The chips were crisp, exactly the way he liked them, and the fish had been only lightly battered and then fried to a golden brown. He wasn’t too sure about the baked beans but it was the thought that mattered.
The snug was very aptly named. There was a small bar and three tables, each being able to seat a maximum of four people.
‘We use this for breakfast at the moment when we have guests,’ Doris told him as she put the plate on the table. ‘The restaurant and then the main bar are being refurbished. Not much call for evening meals this time o’ year.’ She put salt, pepper, vinegar and tomato sauce on the table and left him in peace. The pint of lager he’d ordered was poured in the main bar.
The curtain covering the small window in the corner looked as though it could do with dry-cleaning, and the carpet was stained, but the room was warm, the food good, and he was on his own.
All of which suited him.
When he set off that morning he had planned to reach Loch Lomond and Luss by six in the evening. After joining the M6 at Holmes Chapel and driving north for a while, he had begun to give his destination some more thought. Loch Lomond had always had a mutual attraction.
As they had sat round the meal table discussing holidays he could hear Charlotte say: ‘Don’t forget we’re going to Loch Lomond, Daddy.’
‘We’ll go.’
‘But when?’
‘What’s this fascination with Loch Lomond anyway?’
‘It’s somewhere we all want to go but we’ve never been.’
‘We will.’
‘When though?’
‘One day.’
That one day never happened.
As he pulled back the bedroom curtain before going down to the snug to eat, and looked into the darkness, he still didn’t understand the fascination they’d had with the loch because his question was not answered. Now his question would never be answered. Was that why he was here? Had he been drawn to Loch Lomond because they had always said that one day they would go?
Was it where he would try to join them?
Wherever they were.
* * *
He understood why the police suspected him.
He understood why they had to question him, query his every move, check meticulously on the details he provided.
He understood why it took three days.
Why they would not let him back into his own house.
Even why he had to give them a list so that they could collect what he needed from the house.
And he understood why the list and then each item on it was deeply scrutinised before anything was released to him.

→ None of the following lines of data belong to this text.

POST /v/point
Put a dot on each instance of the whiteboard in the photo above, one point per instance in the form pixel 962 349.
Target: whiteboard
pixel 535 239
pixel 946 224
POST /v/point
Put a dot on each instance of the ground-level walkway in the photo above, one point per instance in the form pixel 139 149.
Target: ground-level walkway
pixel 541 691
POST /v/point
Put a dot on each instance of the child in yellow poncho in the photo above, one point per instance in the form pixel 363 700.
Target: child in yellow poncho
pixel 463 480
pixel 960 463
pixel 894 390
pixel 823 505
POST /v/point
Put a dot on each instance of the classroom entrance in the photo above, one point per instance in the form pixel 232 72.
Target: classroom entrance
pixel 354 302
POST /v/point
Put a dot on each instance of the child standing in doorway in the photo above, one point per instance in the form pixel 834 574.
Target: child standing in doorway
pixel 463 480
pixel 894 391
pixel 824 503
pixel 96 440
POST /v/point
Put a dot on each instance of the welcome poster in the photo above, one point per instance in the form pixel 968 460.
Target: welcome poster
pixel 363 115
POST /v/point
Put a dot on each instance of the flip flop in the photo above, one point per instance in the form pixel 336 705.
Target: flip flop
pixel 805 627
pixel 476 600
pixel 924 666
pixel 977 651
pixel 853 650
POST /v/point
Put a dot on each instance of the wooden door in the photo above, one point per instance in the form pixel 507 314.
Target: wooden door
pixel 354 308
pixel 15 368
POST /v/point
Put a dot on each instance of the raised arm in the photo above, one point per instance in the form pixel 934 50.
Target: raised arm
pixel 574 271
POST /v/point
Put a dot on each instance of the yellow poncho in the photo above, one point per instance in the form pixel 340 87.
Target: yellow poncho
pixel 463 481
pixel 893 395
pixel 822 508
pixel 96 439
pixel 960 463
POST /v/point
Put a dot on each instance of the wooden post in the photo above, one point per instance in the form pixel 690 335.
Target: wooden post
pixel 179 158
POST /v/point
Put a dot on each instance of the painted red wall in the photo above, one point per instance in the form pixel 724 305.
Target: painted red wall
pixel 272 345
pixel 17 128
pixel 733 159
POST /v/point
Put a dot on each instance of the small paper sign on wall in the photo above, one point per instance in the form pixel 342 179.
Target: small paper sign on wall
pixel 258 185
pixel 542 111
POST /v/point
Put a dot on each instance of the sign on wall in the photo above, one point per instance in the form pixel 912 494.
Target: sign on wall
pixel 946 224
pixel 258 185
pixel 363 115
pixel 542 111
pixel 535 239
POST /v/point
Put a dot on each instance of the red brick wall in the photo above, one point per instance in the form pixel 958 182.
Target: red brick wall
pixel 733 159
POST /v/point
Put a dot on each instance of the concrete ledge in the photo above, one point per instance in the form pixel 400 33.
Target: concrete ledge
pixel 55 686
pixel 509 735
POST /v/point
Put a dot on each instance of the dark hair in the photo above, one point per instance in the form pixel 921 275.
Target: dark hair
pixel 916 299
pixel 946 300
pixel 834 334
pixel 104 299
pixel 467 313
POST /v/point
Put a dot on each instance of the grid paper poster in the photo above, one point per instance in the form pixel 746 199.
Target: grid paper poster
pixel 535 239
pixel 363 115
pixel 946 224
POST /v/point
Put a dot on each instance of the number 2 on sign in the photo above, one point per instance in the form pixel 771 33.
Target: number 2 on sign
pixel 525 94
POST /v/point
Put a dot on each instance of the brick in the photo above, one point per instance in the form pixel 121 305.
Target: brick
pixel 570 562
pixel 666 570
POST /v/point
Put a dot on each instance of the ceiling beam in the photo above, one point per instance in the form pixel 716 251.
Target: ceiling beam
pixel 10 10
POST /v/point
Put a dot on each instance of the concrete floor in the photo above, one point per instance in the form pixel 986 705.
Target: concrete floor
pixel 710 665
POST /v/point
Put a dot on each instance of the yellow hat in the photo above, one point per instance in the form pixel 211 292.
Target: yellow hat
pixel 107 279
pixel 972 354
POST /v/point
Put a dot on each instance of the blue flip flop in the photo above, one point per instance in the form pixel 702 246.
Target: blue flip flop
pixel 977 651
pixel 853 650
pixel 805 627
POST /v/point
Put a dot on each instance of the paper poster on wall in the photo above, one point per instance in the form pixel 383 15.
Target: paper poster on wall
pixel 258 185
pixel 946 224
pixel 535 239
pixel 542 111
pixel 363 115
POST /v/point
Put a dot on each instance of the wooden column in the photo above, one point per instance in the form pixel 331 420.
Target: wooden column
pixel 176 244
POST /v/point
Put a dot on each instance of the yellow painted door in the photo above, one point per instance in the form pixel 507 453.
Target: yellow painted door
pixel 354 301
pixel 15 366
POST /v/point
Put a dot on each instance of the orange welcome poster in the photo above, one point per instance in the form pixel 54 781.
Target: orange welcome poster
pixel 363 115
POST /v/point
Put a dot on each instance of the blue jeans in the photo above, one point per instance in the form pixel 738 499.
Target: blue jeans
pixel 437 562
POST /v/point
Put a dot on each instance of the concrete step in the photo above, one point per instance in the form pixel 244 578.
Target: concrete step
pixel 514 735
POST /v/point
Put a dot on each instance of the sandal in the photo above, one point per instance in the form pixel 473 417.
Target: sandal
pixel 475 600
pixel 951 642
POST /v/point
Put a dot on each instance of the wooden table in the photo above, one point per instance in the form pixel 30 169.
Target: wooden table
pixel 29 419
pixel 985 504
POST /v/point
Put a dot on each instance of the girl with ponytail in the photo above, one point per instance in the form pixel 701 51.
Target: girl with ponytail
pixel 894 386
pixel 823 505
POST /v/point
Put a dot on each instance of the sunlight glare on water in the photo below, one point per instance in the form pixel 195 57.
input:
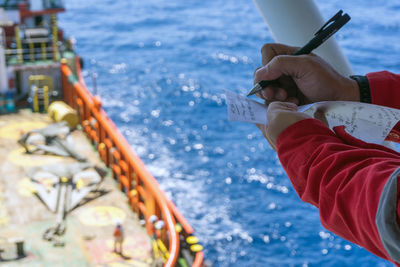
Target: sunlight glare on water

He understood all of that.
What he did not understand was why it had all been necessary in the first place. He did not hold any malice towards the police because they were only doing their job. After all, they were investigating the murder of three people: his wife, son and daughter. How often had he read in the paper about entire families being wiped out by a disturbed parent, usually the father? Wives stabbed or shot, children smothered; it happened all too frequently.
He understood, but being a suspect had only added to the delay. He didn’t really want to know who had taken his family from him. Knowing wouldn’t bring them back. He didn’t want to see the man who had slit his wife’s, his son’s and his daughter’s throats.

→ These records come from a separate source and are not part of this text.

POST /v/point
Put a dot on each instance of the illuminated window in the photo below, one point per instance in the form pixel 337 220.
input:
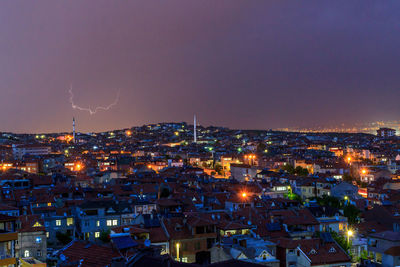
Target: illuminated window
pixel 37 224
pixel 70 221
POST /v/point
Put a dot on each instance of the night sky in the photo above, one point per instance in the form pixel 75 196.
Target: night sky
pixel 241 64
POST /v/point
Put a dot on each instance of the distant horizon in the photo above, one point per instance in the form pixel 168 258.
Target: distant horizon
pixel 316 129
pixel 241 64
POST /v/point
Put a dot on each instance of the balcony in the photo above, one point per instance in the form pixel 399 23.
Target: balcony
pixel 8 236
pixel 6 260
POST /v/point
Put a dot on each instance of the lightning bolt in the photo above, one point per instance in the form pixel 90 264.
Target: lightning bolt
pixel 88 109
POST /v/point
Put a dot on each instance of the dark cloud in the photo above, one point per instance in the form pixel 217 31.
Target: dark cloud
pixel 242 64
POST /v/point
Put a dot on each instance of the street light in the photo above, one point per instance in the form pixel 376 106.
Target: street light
pixel 349 234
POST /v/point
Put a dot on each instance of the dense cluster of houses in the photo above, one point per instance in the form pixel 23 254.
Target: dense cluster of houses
pixel 151 196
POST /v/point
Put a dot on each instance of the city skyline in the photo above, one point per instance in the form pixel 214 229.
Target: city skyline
pixel 244 65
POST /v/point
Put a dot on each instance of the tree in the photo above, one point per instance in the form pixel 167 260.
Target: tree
pixel 352 213
pixel 164 192
pixel 301 171
pixel 347 178
pixel 289 169
pixel 105 236
pixel 341 240
pixel 261 147
pixel 218 168
pixel 329 201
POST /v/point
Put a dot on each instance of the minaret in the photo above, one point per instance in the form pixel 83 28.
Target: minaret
pixel 194 129
pixel 73 129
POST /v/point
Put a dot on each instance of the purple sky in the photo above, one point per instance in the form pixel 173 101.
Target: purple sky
pixel 242 64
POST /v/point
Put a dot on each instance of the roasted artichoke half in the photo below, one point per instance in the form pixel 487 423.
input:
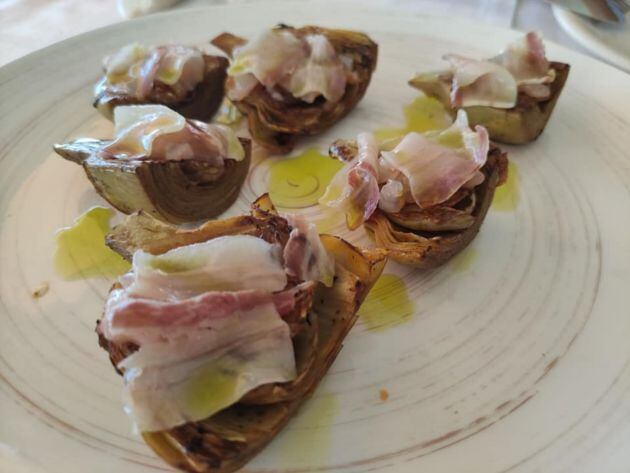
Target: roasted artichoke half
pixel 227 440
pixel 518 125
pixel 200 103
pixel 427 238
pixel 174 191
pixel 277 123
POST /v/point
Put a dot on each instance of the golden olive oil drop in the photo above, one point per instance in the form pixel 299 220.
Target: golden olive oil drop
pixel 506 197
pixel 309 439
pixel 299 181
pixel 387 304
pixel 423 114
pixel 81 250
pixel 464 261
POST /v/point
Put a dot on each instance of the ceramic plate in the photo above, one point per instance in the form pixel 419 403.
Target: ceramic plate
pixel 512 357
pixel 609 42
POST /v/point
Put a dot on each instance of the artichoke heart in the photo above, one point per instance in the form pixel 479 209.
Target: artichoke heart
pixel 276 118
pixel 427 238
pixel 227 440
pixel 520 124
pixel 174 191
pixel 199 103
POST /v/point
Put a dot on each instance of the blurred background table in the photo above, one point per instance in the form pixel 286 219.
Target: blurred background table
pixel 28 25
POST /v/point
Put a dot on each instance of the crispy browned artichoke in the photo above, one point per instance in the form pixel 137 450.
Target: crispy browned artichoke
pixel 518 125
pixel 226 441
pixel 426 238
pixel 174 191
pixel 200 104
pixel 277 125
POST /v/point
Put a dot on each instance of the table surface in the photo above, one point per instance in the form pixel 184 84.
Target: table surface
pixel 28 25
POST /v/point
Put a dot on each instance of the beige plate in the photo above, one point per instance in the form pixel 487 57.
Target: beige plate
pixel 516 356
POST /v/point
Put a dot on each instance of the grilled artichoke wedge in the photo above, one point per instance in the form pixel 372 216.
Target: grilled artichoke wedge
pixel 427 238
pixel 174 191
pixel 518 125
pixel 277 124
pixel 201 103
pixel 227 440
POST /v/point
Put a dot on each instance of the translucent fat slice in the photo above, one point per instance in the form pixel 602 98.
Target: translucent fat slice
pixel 435 171
pixel 196 373
pixel 158 133
pixel 323 73
pixel 481 83
pixel 229 263
pixel 270 57
pixel 306 67
pixel 354 189
pixel 304 254
pixel 525 59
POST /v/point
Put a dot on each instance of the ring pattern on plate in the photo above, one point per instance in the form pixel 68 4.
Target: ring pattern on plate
pixel 483 374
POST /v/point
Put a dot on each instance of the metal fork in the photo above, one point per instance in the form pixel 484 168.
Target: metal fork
pixel 624 5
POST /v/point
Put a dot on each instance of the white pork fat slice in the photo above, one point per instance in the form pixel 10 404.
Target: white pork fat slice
pixel 354 189
pixel 306 67
pixel 228 263
pixel 196 368
pixel 481 83
pixel 305 256
pixel 436 165
pixel 526 60
pixel 155 132
pixel 323 73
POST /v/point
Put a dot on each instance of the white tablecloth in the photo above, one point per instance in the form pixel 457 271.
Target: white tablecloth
pixel 28 25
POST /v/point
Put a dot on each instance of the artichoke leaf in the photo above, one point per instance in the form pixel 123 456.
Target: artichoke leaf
pixel 229 439
pixel 174 191
pixel 277 124
pixel 518 125
pixel 433 241
pixel 200 104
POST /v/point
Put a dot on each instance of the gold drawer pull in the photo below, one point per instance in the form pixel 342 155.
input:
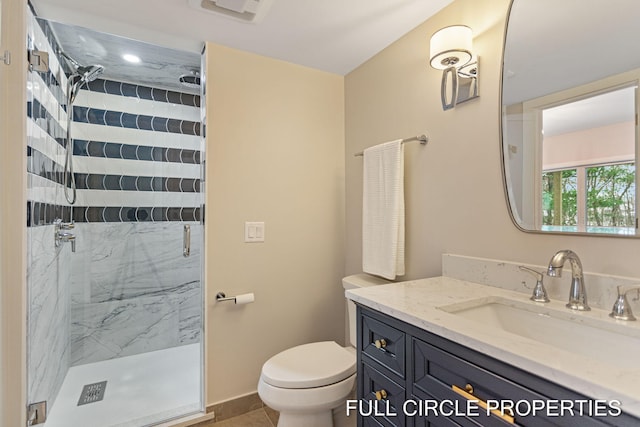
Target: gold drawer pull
pixel 381 343
pixel 382 394
pixel 467 394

At one stage he hoped the man - he always thought the murderer had to have been a man - would never be caught.
He had lost faith in the justice system many years earlier. He had seen too many people he would have had put down, giving two fingers to society.
When the police eventually told him he could go home, he didn’t know how he felt. He didn’t want to go home because they would not be there. Even when he’d found them they had been there but now they were not. He asked about the funerals and was told maybe in a week’s time. How could he arrange their funerals on a maybe? There was so much to do, so much to organise, so many people to tell, to invite, to …
* * *
It was awful.
He didn’t have to say he never wanted to go through that again because he could never and would never go through it again. Everybody was so understanding, sympathetic, caring; everybody was shocked by the horror which had caused three young people to be cremated, their bodies never to grace this earth again. In turn, Adam did all he could for Lucinda’s mother and father, for Charlotte and Timothy’s grandparents, but they had aged before his very eyes as he no doubt had aged in others’ eyes.

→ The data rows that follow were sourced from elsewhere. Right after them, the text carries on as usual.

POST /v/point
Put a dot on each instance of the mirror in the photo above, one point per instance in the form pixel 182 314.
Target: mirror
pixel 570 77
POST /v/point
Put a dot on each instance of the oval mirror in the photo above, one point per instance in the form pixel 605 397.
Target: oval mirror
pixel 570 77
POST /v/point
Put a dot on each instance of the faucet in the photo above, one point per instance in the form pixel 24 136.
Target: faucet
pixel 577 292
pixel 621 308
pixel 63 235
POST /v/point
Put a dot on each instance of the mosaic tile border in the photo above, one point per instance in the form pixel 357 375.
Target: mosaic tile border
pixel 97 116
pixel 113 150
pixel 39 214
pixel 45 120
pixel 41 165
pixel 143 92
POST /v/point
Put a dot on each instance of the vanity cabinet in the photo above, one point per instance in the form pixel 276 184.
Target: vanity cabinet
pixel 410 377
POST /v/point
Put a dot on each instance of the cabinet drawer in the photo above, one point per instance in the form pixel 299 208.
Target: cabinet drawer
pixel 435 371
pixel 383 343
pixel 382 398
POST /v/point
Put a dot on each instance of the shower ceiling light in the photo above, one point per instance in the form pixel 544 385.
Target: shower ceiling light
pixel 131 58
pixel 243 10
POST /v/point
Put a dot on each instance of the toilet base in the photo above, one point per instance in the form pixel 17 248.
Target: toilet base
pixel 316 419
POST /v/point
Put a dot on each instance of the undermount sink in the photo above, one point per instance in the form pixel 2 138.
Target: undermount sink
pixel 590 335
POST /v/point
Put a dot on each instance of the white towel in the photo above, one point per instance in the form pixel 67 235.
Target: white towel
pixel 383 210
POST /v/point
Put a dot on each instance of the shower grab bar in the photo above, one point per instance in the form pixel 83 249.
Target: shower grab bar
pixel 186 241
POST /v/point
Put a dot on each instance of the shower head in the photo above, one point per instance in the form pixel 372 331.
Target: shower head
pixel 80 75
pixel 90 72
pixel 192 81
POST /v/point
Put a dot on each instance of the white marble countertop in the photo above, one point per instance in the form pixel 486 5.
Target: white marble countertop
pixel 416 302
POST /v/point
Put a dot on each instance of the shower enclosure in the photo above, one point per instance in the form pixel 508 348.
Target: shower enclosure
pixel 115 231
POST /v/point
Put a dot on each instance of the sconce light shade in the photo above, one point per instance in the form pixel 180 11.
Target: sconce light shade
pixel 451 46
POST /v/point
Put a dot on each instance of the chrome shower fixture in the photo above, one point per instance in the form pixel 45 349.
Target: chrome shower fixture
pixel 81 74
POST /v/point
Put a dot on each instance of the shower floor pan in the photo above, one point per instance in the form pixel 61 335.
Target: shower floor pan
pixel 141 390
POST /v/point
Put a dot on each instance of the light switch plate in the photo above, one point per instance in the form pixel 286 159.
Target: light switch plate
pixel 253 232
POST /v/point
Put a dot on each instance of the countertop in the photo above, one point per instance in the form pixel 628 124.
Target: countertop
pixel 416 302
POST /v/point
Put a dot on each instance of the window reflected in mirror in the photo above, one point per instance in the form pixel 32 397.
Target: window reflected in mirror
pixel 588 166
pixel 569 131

There were no wills, no last wishes.
How could a thirteen year-old girl and a fourteen-year old boy have last wishes? They had their lives ahead of them, they had their futures to think about. And Lucinda …
Poor, poor Lucinda.
Wherever she was, she would be blaming herself; she would feel totally responsible. Even when Charlotte or Timothy fell off their bikes, scuffed their knees or cut a finger, had a headache or a cold, Lucinda always felt responsible.
Adam could not
have asked for a better wife, or the children for a better mother. She was - had been - the epitome of a living angel, always seeing good in people before she saw the bad, always preaching the positive before the negative, always acknowledging the advantages rather than the disadvantages of doing something.
Yes, Lucinda had been an angel.
* * *
‘Have you finished, Mr Harrison?’
Adam had not heard Doris come back into the snug. He looked up. ‘Yes, yes I’ve finished, thank you. That was delicious.’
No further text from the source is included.